Introduction: Stereotactic cingulotomy has been used to treat severe, refractory obsessive-compulsive disorder (OCD) for decades.[1] However, while cingulotomy is believed to disrupt reentrant fronto-striato-thalamic circuitry (FSTC), how cingulotomy modifies this circuit is unknown.[2] We retrospectively analyzed preoperative and postoperative neuroimaging, using diffusion tensor imaging (DTI) and voxel based morphometry (VBM) techniques, in patients who underwent cingulotomy for OCD, to determine how non-lesioned sites adapted postoperatively.

Methods: Five patients were selected who received preoperative and one year postoperative volumetric T1 images. For each patient, whole brain gray matter partial volume changes were calculated in MNI standard space using the FSL VBM toolkit.[3,4] Results were cluster thresholded for significance using the FSL program easythresh. Additionally, four patients were selected who received diffusion tensor imaging both one year postoperatively, and either immediately before or after the surgery. FSL's tract based spatial statistics (TBSS) toolkit was used to construct patient specific fractional anisotropy skeletons, and the mean fractional anisotropy (FA) of the left and right anterior internal capsule was analyzed over time on a patient-specific basis.[5]

Results: A significant gray matter volume reduction occurring over the postoperative year was seen for all patients in a right-sided cluster spanning the dorsolateral prefrontal, superior frontal and paracingulate cortex (figure 1, p = 0.008, corrected for multiple comparisons by threshold free cluster analysis.). Anterior internal capsule FA changes were then plotted for each of the four patients (Figure 2, 3). Compared to preoperative FA, a postoperative decrease in FA was seen in all patients at all time points in the right anterior internal capsule. While there were some decreases in FA on the left, this was not consistent across subjects.

Conclusions: Cingulotomy results in secondary alterations of the right prefrontal cortex and right anterior internal capsule, which develop within one year of surgery. These findings suggest that post-operative plasticity may account for some of the therapeutic effects of cingulotomy. Increased understanding of these circuits will assist with the development of novel therapies for OCD.

Patient Care: By describing the plasticity secondary to cingulotomy, a procedure known to be effective in select patients for treating severe refractory obsessive-compulsive disorder, we hope to contribute to the discussion of how neurosurgical techniques can best be utilized for treating severe refractory psychiatric disorders. Furthermore, these insights may aid in development of novel, less invasive therapies for OCD targeting these circuits. Additionally, by highlighting the potential use of neuroimaging analysis techniques, we hope to bolster the neuroimaging knowledge base of the stereotactic and functional community so further analyses can be undertaken to study post-operative plasticity.

Learning Objectives: By the conclusion of this session, participants should be able to: 1) Describe the role of the fronto-striato-thalamic circuitry in obsessive-compulsive disorder. 2) Understand the uses of neuroimaging analysis in elucidating postoperative plasticity after stereotactic lesioning. 3) Describe how the fronto-striato-thalamic circuitry adapts in the postoperative period after bilateral thermal lesioning of the dorsal anterior cingulate.

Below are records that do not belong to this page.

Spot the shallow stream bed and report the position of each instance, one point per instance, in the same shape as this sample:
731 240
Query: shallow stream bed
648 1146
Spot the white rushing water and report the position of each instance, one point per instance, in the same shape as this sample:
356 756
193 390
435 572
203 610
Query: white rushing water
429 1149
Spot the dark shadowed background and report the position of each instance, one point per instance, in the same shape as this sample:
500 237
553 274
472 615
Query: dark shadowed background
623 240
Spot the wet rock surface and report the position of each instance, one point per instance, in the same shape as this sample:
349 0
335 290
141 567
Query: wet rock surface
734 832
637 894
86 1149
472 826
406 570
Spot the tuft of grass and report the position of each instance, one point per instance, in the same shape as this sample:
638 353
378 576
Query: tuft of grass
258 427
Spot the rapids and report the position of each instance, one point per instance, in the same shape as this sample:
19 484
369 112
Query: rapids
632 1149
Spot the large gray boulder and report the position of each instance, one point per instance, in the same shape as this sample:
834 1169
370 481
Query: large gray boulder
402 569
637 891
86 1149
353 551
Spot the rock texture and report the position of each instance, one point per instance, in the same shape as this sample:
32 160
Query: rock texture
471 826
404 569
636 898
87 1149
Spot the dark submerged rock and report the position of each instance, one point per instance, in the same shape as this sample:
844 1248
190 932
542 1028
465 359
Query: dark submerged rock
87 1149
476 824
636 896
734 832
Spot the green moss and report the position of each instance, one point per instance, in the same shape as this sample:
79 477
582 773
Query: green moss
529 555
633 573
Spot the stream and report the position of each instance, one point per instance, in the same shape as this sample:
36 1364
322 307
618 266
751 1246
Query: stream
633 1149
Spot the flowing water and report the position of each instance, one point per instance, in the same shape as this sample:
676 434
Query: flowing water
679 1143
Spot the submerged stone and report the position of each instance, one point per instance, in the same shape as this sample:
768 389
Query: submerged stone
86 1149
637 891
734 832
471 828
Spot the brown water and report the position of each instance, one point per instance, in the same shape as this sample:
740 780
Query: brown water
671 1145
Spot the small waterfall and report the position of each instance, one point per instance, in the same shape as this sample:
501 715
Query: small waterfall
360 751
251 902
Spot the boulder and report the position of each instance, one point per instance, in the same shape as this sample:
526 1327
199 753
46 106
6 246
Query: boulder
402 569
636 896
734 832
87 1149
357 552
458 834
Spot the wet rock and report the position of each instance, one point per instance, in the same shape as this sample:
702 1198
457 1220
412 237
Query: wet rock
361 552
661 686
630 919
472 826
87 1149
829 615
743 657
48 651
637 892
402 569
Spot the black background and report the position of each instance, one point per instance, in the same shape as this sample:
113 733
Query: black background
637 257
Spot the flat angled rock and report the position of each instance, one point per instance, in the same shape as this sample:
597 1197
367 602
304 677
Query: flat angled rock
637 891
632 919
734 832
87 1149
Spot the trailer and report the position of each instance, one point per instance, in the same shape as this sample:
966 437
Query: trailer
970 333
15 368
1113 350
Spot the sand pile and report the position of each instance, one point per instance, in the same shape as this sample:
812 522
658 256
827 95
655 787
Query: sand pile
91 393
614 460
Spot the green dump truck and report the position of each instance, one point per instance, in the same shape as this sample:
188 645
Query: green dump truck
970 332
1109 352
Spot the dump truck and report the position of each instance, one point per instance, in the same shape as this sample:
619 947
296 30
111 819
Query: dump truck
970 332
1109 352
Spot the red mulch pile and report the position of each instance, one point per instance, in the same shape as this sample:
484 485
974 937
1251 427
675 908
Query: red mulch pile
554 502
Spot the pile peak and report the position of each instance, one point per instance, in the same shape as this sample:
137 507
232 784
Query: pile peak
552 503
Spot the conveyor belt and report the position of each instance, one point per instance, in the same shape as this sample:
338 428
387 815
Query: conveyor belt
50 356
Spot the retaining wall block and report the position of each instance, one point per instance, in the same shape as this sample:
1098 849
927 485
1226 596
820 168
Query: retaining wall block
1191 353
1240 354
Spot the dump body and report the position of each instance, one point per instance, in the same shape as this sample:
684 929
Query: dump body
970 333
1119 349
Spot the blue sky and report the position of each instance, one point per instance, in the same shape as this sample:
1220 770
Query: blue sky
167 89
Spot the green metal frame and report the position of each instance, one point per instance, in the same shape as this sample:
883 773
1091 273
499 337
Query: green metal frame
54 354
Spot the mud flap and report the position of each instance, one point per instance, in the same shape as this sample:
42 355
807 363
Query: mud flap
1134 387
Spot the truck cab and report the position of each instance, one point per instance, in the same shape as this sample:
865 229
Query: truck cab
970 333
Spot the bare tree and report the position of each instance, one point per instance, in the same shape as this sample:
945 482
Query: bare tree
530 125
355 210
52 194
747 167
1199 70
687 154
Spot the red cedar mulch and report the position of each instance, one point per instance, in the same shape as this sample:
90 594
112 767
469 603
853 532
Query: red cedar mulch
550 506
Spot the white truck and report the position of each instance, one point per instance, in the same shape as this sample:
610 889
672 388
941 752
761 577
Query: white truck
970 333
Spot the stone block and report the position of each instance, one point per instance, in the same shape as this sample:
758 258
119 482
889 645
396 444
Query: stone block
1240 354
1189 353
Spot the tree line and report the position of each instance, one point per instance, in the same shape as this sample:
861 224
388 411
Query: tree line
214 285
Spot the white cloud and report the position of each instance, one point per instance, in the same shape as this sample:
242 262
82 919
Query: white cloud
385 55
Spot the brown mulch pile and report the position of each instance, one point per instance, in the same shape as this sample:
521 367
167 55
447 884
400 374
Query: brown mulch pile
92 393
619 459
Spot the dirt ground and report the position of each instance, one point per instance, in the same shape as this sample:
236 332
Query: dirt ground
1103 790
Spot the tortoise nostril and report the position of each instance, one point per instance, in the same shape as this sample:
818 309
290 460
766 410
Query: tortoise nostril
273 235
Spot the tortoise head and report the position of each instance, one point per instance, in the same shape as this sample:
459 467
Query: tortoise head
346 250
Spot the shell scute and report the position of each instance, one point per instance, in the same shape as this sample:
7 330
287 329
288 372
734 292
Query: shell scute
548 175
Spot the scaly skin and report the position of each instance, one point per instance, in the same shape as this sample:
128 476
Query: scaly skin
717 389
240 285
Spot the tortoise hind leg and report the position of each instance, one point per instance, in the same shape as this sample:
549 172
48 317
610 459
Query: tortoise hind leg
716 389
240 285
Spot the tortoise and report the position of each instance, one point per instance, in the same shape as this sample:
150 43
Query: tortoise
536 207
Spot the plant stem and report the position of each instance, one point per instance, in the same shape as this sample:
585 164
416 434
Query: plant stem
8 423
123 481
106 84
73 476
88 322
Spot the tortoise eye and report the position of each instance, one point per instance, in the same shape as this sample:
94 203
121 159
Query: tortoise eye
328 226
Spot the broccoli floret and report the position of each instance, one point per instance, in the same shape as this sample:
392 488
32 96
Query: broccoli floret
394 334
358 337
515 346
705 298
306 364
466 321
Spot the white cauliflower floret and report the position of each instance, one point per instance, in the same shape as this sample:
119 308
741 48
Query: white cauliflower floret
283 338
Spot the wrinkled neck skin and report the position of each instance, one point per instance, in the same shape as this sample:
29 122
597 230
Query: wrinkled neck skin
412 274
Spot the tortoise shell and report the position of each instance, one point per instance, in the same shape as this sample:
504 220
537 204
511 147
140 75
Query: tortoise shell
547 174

References: 1. Sheth, Sameer A., et al. "Limbic system surgery for treatment-refractory obsessive-compulsive disorder: a prospective long-term follow-up of 64 patients: Clinical article." Journal of neurosurgery 118.3 (2013): 491-497. 2. Chiu, Chen-Huan, et al. "White matter abnormalities of fronto-striato-thalamic circuitry in obsessive–compulsive disorder: A study using diffusion spectrum imaging tractography." Psychiatry Research: Neuroimaging 192.3 (2011): 176-182. 3. Li, Mingli, et al. "Voxel-based morphometric analysis on the volume of gray matter in bipolar I disorder." Psychiatry Research: Neuroimaging 191.2 (2011): 92-97. 4. Douaud, Gwenaëlle, et al. "Anatomically related grey and white matter abnormalities in adolescent-onset schizophrenia." Brain 130.9 (2007): 2375-2386. 5. Smith, Stephen M., et al. "Tract-based spatial statistics: voxelwise analysis of multi-subject diffusion data." Neuroimage 31.4 (2006): 1487-1505.